139. Use of the ketamine composition of claim 138, wherein the psycholytic dose is between about 10 mg to about 40 mg.

140. Use of the ketamine composition of claim 138, wherein the psycholytic dose is between about 0.1 mg to about 0.6 mg per kilogram of body weight of the patient in need thereof.

141. Use of the ketamine composition of claim 133, wherein the ketamine is administered in an amount that is a dissociative dose.

142. Use of the ketamine composition of claim 141, wherein the dissociative dose is between about 50 mg to about 125 mg.

143. Use of the ketamine composition of claim 141, wherein the dissociative dose is between about 0.7 mg to about 1.4 mg per kilogram of body weight of the patient.

144. The ketamine composition of claim 133, further comprising an additional active agent.

145. The ketamine composition of claim 144, wherein the additional active agent is any of an opioid antagonist a CB-1 antagonist a CRH1 receptor antagonist, a NK1R antagonist, an OTR agonist, a GABA agent, a voltage-gated sodium channel inhibitor, a voltage-dependent calcium channel agonist, an a7 nicotinic acetylcholine receptor agonist, an al adrenoceptor antagonist, a glucocorticoid receptor antagonist, an al adrenoceptor agonist, an AChE inhibitor, a dopamine D2 receptor antagonist, an a2 adrenoceptor agonist, an NMD A receptor antagonist, and an aldehyde dehydrogenase inhibitor, a serotonergic agent, or pharmaceutically acceptable salts thereof.

146. The method of any claims 1-125, wherein the patient is administered the ketamine together with monitoring.

147. The method of any claims 1-125, wherein the patient is administered the ketamine together with psychological support.

148. The method of any claims 1-125, wherein the patient is administered the ketamine together with psychotherapy.
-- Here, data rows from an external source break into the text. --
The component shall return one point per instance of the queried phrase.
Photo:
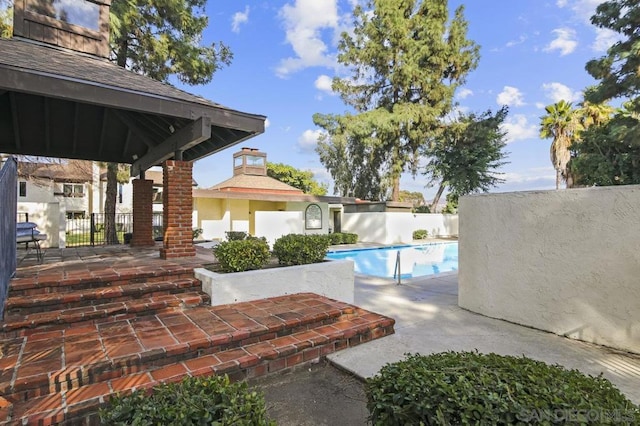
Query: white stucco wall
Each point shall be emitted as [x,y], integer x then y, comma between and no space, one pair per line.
[398,227]
[563,261]
[334,279]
149. The method of claim 148, wherein the psychotherapy includes one or more psychotherapeutic techniques.

150. The method of claim 148, wherein the psychotherapy techniques include any of psychosocial or behavioural therapy, cognitive behavioural therapy, interpersonal therapy, contingency management based therapy, community reinforcement approach based therapy, motivational interviewing based therapy, motivational enhancement based therapy, meditation based therapy, acceptance and commitment therapy, dyadic psychotherapy, supportive psychotherapy, attachment-based psychotherapy, behavioural therapy, body psychotherapy, somatic psychotherapy, brief therapy, cognitive analytical therapy, cognitive behaviour therapy, existential psychotherapy, gestalt therapy, humanistic integrative psychotherapy, hypno-psychotherapy, Jungian analysis, neuro-linguistic psychotherapy, object relations therapy, person-centered psychotherapy, psychodynamic psychotherapy or psychoanalysis, solution-focused brief therapy, transactional analysis, family systems therapy, internal family systems therapy, transpersonal psychotherapy, emotion-focused therapy, compassion-focused therapy, and mindfulness-based cognitive therapy.

151. The method of any claims 1-125, wherein the patient undergoes a ketamine-assisted psychotherapy (KAP) treatment regimen.

152. The method of claim 151, wherein the patient undergoing the KAP treatment regimen receives at least one KAP session, and at least one non-drug assisted psychotherapy session.

153. The method of claim 152, wherein the at least one session of non-drug assisted psychotherapy session is a preparation session or an integration session.

154. The method of claim 151, wherein the KAP treatment regimen takes place over at least four weeks.

155. The method of claim 154, wherein the KAP treatment regimen takes place over at least six weeks.

156. The method of claim 151, wherein the KAP treatment regimen includes at least two KAP sessions.

157. The method of claim 156, wherein the KAP treatment regimen includes at least four KAP sessions.

158. The method of any of claims 1-125 or 146-148, wherein the method is effective to treat the behavioural addiction.

159. The method of any of claims 1-125 or 146-148, wherein the patient is diagnosed with the behavioural addiction.

160. The method of claim 159, wherein the method is effective to treat the patient.